Alexandre Favaios, presidente da autarquia, classifica o documento como “ambicioso” e focado nas “novas gerações”. Entre as principais medidas destaca-se a isenção de IMI durante cinco anos para jovens até aos 35 anos na compra da primeira habitação (até 250 mil euros) e a redução da participação do município no IRS para 4,5%.
A fatia de investimento ascende aos 74,7 milhões de euros. O plano inclui a conclusão da aquisição de 180 habitações para famílias, a construção das novas piscinas municipais, o lançamento da Ecovia (ligando Vila Real, Santa Marta e Régua) e a criação do Museu de Louça Preta de Bisalhães. Está ainda prevista a instalação de videovigilância e obras na escola Camilo Castelo Branco.
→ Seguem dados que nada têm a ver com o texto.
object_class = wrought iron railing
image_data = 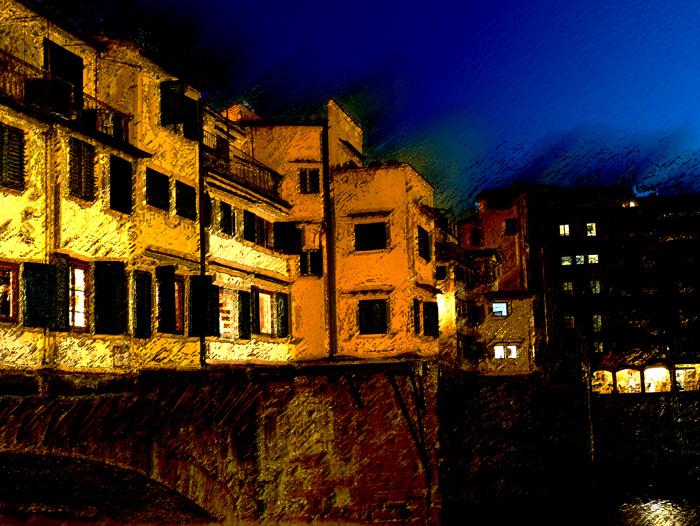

A oposição justificou o voto contra com duras críticas. O PSD, através dos vereadores Alina Sousa Vaz e Luís Nicolau, considerou o pacote fiscal “anémico e insuficiente”, defendendo uma descida de impostos mais estrutural. Já Alberto Moura, do Chega, alegou falta de garantias de execução e ausência de diálogo por parte da maioria.
O orçamento segue agora para votação final na Assembleia Municipal, agendada para o dia 30 de dezembro, onde o PS detém a maioria.